Gasoline to the working family is almost as important as food. Not many of us walk or ride a bicycle to work in Texas or grow our own food. We drive to the place that sells food. Increasing the gasoline tax will increase food costs directly by adding to the cost of driving to the supermarket and indirectly by food purveyors raising their prices to pay for food delivery. This is a bad idea in today’s sagging economy.
Another tax will exacerbate our declining purchasing power, and weaken America’s dollar against foreign currencies. Representative Aycock described his support for the gasoline tax increase as “suicidal.” I assume he meant politically. I think he is correct.
He ran as a fiscal conservative and I voted for him because of his stance. Now he seems to be waning from fiscal conservative principles by offering gasoline tax ratios in California and New York as something to be considered for Texas.
Surely, with Texas’ amazing population growth more gasoline is sold every day. That means fuel tax revenue is increasing.
If TxDOT is $13 billion in debt, as reported in Sunday’s article, I would think a fiscal conservative would suggest:
(1) shutting down TxDOT non-critical projects until such time coffers are refilled by the current state fuel tax and
(2) replacing the TxDOT management team that caused the $13 billion debt.
It is indeed time to rethink highway funding; however, doing it right will take courage and conviction.
Living beyond our means and taking no action to change incompetent federal agency management is what has our federal government in fiscal crisis.

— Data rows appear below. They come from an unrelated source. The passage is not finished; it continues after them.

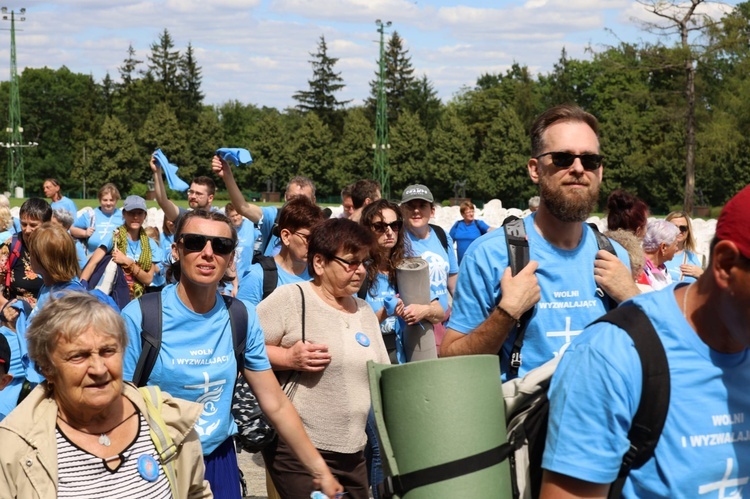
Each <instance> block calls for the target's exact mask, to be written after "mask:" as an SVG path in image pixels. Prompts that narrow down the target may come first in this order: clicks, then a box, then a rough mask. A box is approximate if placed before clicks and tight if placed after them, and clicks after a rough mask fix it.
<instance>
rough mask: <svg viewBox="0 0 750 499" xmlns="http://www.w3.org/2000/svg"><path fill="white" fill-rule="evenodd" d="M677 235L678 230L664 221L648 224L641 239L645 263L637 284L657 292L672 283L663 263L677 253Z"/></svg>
mask: <svg viewBox="0 0 750 499" xmlns="http://www.w3.org/2000/svg"><path fill="white" fill-rule="evenodd" d="M679 234H680V229H678V228H677V227H676V226H675V225H674V224H672V223H670V222H667V221H665V220H653V221H651V222H649V223H648V226H647V227H646V235H645V236H644V238H643V253H644V256H645V257H646V262H645V265H644V266H643V274H641V277H640V279H639V280H638V284H645V285H648V286H651V288H652V289H654V290H659V289H662V288H664V287H666V286H668V285H669V284H671V283H672V278H671V277H670V275H669V271H668V270H667V267H666V265H665V263H666V262H668V261H669V260H671V259H672V258H673V257H674V254H675V252H676V251H677V243H678V242H677V236H678V235H679Z"/></svg>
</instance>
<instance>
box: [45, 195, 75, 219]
mask: <svg viewBox="0 0 750 499" xmlns="http://www.w3.org/2000/svg"><path fill="white" fill-rule="evenodd" d="M50 206H51V207H52V210H59V209H63V210H66V211H68V212H69V213H70V214H71V215H73V219H75V218H76V217H77V216H78V208H76V204H75V203H74V202H73V200H72V199H70V198H68V197H65V196H63V197H61V198H60V200H59V201H54V202H52V203H50Z"/></svg>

Yet, the U.S. Congress still wants to tax and spend more. This amounts to stupidity and theft in my mind.
Please don’t tell me that Texans are not smarter than this. And please do not compare Texas’ gasoline tax structure with those of New York and California unless you want to end up as broke as New York and California. Remember, many people are leaving New York and California for a better life in Texas.